Sen. Marco Rubio opened his recent USA Today opinion piece, We should choose adaptive solutions, with a line that should set off alarm bells for homeowners and homebuyers: “I can tell you Florida will be forced to continue making adjustments in the coming decades because of the changing climate,” Rubio writes. “Trend lines suggest sunny-day flooding will become increasingly common as local sea levels rise from a variety of causes. As a result, some researchers predict that the 30-year mortgage will die out in low-lying parts of our state.”
Let’s reread that last line: “Some researchers predict that the 30-year mortgage will die out in low-lying parts of our state.”
Beyond apple pie and fireworks on the Fourth of July, not much is more emblematic of the American Dream than home ownership. From lawmakers to community thought leaders to those skimping and saving for a place to call their own, everyone should take note of the Woods Hole Research Institute’s warning that, “Once insurers become too anxious to insure homes in Florida based on a 1 in 20 chance of paying out on a climate event, then the lenders will pull out of the market all together.”
The idea that 30-year mortgage instruments would not be available in some parts of Florida leaves us in the “eco-right” scratching our heads, especially given the wake-up call of the Green New Deal, which shook many in the GOP out of their climate stupor. Conservatives can lead the country to climate-change solutions based on our principles. But we have to retire the old talking points and get real about pushing solutions beyond optimistic promises of adaptation. Seawalls, traffic circles and solar panels are great and necessary tools in the fight, but they aren’t a complete answer to this global threat. Only an accountable free market can unleash the full power of innovation.
One can fairly assume that in Florida, Rubio would receive kudos for taking a strong climate leadership role. Just look at the reception Gov. Ron DeSantis got when appointing the state’s first-ever chief resilience officer. Add to that the tireless efforts of Rep. Francis Rooney to spark momentum for a carbon tax. Several members of the Florida delegation sit on the House Climate Solutions Caucus. Rep. Carlos Curbelo lost re-election not because he didn’t do enough on climate change but because party leadership didn’t let him do more.
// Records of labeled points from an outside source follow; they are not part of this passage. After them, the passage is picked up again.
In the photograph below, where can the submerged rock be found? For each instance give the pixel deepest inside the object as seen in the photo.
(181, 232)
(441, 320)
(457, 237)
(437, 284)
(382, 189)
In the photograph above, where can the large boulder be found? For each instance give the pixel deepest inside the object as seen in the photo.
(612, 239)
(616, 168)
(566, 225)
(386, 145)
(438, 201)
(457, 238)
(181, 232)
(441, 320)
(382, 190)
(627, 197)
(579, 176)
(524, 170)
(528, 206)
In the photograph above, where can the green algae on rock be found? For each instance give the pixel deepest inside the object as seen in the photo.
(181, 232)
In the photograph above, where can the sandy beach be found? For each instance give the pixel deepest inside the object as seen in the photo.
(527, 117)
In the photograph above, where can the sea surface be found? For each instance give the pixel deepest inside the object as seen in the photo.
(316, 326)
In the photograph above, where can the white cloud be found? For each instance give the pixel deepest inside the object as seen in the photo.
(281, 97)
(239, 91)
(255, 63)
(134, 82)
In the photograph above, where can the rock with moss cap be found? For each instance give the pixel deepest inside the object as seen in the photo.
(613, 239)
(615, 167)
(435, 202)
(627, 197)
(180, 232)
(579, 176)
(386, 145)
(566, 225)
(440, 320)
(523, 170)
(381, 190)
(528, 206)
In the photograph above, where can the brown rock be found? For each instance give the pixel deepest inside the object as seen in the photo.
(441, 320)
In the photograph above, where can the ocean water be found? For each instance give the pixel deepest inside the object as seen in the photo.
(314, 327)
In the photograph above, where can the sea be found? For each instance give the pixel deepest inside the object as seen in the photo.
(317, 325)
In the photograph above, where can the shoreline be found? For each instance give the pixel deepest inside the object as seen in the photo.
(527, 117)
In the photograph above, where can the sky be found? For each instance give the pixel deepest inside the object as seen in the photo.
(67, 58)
Increasingly, conservative members of “Gen Z” — post-millennials — join millennials in overwhelmingly accepting the science of climate change and wanting to take action. Mind you, these young adults have never experienced a cooler-than-average month in their lives. To them, climate change isn’t just a political wedge; it’s a high priority value that demands a solution. And if they’re conservative young adults, they want a solution without grandiose economy shifting, government growing initiatives.
Rubio counsels against a “regressive overreaction,” and surely we want to avoid regression. But vetted economic solutions to climate change — such as the revenue-neutral, border adjustable carbon tax favored by most economists — is completely consistent with bedrock conservative principles and reliance on markets for innovation.
Let’s rise to the challenge with solutions that match the scale of the problem. Let’s not shy away from what’s bold and what’s hard, but lean into our exceptionalism. Let’s preserve the heart of the American Dream, the one that literally houses our hopes for the future.
Bob Inglis, a Republican, represented Greenville-Spartanburg, South Carolina, in the U.S. House from 1993-1999 and 2005-2011. He now works to advance free enterprise solutions to climate change at republicEn.org.